Je pense que rarement deux hommes se sont regardés avec autant d’éloquence. Il sait que je le crois innocent et dans le fond, ça ne lui déplaît pas.
Lorsque nous nous séparons, nos regards dessoudés font un bruit de papier adhésif arraché.
Dans le couloir, le gardien jovial mange une tartine de fromage fort en faisant clapoter ses mandibules.
— Il vous a raconté sa vie ? demande-t-il à travers son fromegogue.
Je secoue la tête. J’ai la gorge sèche comme une pierre à briquet.

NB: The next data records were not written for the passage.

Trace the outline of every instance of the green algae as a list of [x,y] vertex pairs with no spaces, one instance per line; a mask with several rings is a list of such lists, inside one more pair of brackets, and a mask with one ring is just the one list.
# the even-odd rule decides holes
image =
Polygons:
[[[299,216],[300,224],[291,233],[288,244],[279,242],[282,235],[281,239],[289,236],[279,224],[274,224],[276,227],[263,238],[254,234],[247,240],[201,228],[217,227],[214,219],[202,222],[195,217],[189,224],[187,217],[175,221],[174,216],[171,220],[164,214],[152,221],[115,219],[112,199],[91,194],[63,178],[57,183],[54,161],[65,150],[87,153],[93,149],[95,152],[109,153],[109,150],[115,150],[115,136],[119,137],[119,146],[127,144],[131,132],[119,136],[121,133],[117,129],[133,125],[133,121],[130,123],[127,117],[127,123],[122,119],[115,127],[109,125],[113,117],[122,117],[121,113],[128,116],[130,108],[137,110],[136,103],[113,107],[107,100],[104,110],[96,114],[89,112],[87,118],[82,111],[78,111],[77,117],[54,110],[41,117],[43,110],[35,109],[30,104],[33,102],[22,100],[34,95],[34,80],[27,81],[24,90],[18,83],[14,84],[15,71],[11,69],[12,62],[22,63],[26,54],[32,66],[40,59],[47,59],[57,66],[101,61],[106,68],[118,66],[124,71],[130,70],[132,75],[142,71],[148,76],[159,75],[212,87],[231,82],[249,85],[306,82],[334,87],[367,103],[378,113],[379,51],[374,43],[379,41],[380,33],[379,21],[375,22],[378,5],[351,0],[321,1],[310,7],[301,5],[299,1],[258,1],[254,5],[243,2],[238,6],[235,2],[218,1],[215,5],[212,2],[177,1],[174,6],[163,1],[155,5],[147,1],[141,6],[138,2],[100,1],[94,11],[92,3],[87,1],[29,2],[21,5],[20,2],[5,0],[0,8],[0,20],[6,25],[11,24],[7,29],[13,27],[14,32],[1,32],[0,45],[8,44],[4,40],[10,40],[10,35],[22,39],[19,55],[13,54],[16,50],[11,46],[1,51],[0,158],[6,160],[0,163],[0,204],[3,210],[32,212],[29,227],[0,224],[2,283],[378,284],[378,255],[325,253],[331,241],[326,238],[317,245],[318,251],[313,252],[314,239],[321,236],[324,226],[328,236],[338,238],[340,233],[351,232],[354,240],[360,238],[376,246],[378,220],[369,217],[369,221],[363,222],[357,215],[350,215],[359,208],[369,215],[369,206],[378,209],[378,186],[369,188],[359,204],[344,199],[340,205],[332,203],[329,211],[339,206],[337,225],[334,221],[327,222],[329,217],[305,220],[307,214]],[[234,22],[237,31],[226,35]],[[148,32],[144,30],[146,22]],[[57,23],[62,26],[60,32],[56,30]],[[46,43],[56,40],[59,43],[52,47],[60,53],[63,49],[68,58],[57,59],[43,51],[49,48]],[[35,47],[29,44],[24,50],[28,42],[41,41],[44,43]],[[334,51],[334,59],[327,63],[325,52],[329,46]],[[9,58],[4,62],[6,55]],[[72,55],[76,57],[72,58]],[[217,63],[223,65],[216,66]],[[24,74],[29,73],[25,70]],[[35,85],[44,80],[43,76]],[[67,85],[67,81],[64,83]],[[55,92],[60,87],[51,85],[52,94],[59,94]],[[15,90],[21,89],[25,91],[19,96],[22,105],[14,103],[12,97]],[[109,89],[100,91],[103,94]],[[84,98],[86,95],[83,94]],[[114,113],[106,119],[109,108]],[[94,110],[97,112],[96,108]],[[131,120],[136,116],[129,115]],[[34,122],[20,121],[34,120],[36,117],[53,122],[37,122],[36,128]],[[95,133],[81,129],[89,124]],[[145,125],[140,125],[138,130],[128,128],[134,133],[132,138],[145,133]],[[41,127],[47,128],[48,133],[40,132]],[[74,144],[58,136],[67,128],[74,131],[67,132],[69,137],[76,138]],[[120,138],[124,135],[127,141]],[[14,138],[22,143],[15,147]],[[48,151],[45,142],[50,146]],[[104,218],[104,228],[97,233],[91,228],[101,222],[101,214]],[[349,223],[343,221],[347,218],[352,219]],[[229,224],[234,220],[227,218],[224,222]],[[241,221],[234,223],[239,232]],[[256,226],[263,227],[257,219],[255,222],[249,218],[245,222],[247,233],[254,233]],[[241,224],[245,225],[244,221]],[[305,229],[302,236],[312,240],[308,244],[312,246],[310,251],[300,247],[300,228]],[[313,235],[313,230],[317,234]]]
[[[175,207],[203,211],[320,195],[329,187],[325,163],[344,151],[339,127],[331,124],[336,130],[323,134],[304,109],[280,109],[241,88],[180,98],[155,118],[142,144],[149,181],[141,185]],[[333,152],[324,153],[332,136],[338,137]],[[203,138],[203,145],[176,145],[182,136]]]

— M’étonne pas, qu’est-ce que je vous disais ! Pour moi, poursuit le tireur de verrous, c’est sa désintoxication qui l’a mis sur les genoux.
Je lui saute sur le baquet.
— Quelle désintoxication ?
— Vous n’êtes pas au courant ?
— Non.
— Avant son arrestation, il se droguait vilain. Une fois au gnouf, la farine lui manquait, on a dû lui faire un petit traitement à l’hosto de la maison. C’est depuis qu’il s’est lancé dans la bigoterie.
Je me dis que voilà un précieux renseignement. Je file un nouveau coup de sabord à ma tocante. Il est sept heures vingt. Ce que le temps passe !
— À la revoyure, dis-je au gardien.
— Vous venez demain matin à la partie de coupe-cigare ? demande-t-il en enfournant le solde de sa tartine.
— Non, je préfère les films de Fernandel.
Il se gondole.
— Pourtant y a des amateurs. La bécane à Chariot, ça faisait recette avant Petiot, quand on raccourcissait sur le Boulevard…
Je gamberge un chouïa avant de serrer la paluche fromageuse du gardien.
— Peut-être reviendrai-je avant, le préviens-je.
— Vous êtes tenace, M’sieur le commissaire, remarque-t-il. Je vois que vous n’avez pas dit votre dernier mot.
— C’est plutôt Messonier qui n’a pas dit le sien, rectifié-je en m’en allant.